What else are CDCR and CCHCS doing to fight COVID-19?

  • CDCR is requiring testing of all adult institutions operations and health care staff statewide, regardless of number of COVID-19 cases. Baseline testing at all institutions is planned to be completed by July 16. Serial testing of employees will occur at institutions who have positive test results every 14 days until no new cases are identified in two sequential rounds of testing; the facility may then resume their regular surveillance testing schedule.
  • CCHCS is conducting surveillance testing of incarcerated individuals at all adult institutions. Surveillance testing is used to detect outbreaks in an early phase, even before the development of symptoms. This voluntary testing will be performed across multiple facilities at each institution each month. Priority will be given to asymptomatic individuals who have been identified as vulnerable or high-risk for complications of COVID-19. 
  • Reducing CDCR’s population in its institution by more than 10,000 since mid-March through the suspension of county jail intake, as well as the expedited release of approximately 3,500 incarcerated persons in April
  • Mandatory verbal and temperature screenings for staff before they enter any institutions and other CDCR work sites
  • Suspension of visitation, volunteers, and group programming
  • Suspension of movement within and between institutions, other than for critical purposes
  • Activating every institution’s Incident Command Post, regardless of COVID-19 status at the prison, jointly commanded by custody and health care staff to prepare for an outbreak, including identifying quarantine/isolation space, planning for continued operations in the events of staff shortages, and procuring adequate Personal Protective Equipment for inmates and staff.

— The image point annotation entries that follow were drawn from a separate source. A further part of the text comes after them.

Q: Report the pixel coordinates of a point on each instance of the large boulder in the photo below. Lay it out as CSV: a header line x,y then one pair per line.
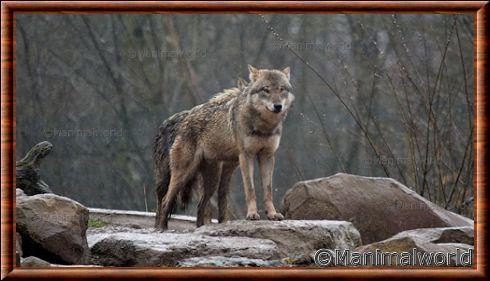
x,y
451,246
53,228
293,238
146,247
378,207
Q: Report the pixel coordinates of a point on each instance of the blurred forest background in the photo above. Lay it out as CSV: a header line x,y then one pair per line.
x,y
385,96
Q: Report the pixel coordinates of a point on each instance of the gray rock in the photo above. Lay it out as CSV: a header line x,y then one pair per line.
x,y
19,193
450,240
378,207
141,247
18,248
293,238
220,261
34,262
53,228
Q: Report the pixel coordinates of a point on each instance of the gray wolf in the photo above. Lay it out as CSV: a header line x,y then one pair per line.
x,y
204,146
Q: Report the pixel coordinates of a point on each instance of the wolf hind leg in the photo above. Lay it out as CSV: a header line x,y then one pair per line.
x,y
211,172
186,161
163,179
224,188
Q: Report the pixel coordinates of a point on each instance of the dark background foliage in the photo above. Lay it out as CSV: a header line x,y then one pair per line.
x,y
392,96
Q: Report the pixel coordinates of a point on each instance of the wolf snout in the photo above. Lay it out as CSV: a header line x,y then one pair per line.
x,y
277,108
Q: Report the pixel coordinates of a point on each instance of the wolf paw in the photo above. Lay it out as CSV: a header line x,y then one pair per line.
x,y
253,216
275,217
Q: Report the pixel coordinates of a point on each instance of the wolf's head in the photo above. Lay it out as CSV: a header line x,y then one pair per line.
x,y
269,91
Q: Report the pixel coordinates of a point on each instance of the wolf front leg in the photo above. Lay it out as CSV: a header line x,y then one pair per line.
x,y
247,169
266,164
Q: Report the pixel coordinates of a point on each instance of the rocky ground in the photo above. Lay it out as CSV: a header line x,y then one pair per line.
x,y
337,213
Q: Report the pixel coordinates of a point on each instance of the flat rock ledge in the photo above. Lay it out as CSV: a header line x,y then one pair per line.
x,y
236,243
294,238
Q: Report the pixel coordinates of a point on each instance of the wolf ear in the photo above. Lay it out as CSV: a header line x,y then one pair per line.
x,y
253,73
287,72
242,84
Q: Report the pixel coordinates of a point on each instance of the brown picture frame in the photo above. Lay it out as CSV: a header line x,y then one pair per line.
x,y
9,9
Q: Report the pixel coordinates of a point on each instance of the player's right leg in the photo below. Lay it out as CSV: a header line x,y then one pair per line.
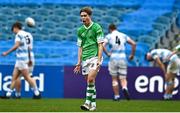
x,y
113,71
115,86
169,78
32,83
124,88
16,74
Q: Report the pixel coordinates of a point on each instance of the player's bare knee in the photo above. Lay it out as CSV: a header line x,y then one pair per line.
x,y
114,83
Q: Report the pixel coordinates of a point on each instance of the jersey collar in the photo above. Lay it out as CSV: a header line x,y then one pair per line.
x,y
88,26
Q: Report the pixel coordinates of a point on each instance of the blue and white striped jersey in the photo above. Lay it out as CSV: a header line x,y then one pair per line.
x,y
163,54
117,41
25,40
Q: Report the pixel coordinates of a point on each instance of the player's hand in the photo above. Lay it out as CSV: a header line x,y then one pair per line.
x,y
4,54
131,57
98,64
30,63
77,69
109,54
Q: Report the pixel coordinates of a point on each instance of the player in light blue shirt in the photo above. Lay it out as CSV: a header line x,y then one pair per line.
x,y
22,59
117,65
170,67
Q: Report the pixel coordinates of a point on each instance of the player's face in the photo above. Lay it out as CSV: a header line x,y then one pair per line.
x,y
15,30
85,18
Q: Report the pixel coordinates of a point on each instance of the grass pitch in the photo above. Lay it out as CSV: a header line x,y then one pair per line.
x,y
73,105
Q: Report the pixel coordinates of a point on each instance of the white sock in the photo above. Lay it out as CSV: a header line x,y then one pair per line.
x,y
36,91
17,94
8,94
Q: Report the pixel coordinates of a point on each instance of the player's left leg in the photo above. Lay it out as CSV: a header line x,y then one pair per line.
x,y
169,78
172,70
124,87
123,78
91,88
18,88
15,76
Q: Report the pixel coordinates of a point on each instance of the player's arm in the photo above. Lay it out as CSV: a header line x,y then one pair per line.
x,y
105,50
29,56
161,65
100,41
78,65
79,56
133,48
16,45
100,50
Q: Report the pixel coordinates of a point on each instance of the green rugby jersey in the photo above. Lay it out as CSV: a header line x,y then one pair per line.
x,y
88,39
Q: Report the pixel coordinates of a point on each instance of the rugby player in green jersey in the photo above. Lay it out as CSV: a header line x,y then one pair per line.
x,y
90,42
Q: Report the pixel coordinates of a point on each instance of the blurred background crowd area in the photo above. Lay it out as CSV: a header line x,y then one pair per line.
x,y
151,23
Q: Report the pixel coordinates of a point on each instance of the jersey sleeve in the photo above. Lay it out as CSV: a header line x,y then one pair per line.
x,y
79,39
126,37
106,39
100,34
17,38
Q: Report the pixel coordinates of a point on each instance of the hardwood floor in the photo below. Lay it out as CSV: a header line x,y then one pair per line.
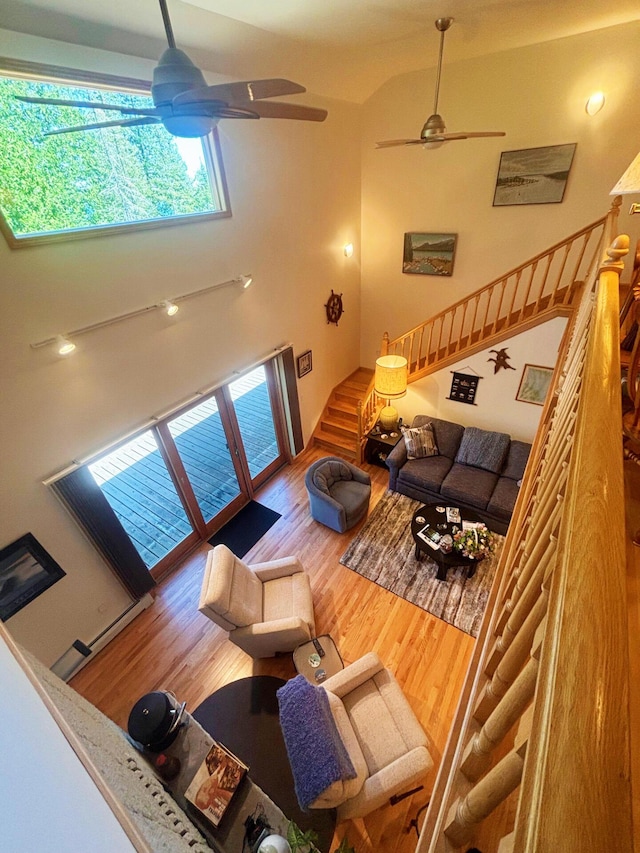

  • Measures to support increased physical distancing, including reducing the number of people who use common spaces at the same time, transferring people out of lower level dorms to celled housing, and erecting tents to create alternate housing and care sites
  • Reinforced commitment to hygiene, both institutional and personal, including greater availability of soap and hand sanitizer.
  • Developing comprehensive health care guidelines based on Centers for Disease Control and Prevention and California Department of Public Health recommendations for correctional settings, which include procedures for infection control, assessment, testing, treatment, proper use of Personal Protective Equipment and quarantine/isolation.
  • Providing educational materials to all staff and incarcerated people, including posters, quick reference pocket guides, webinars, and educational videos.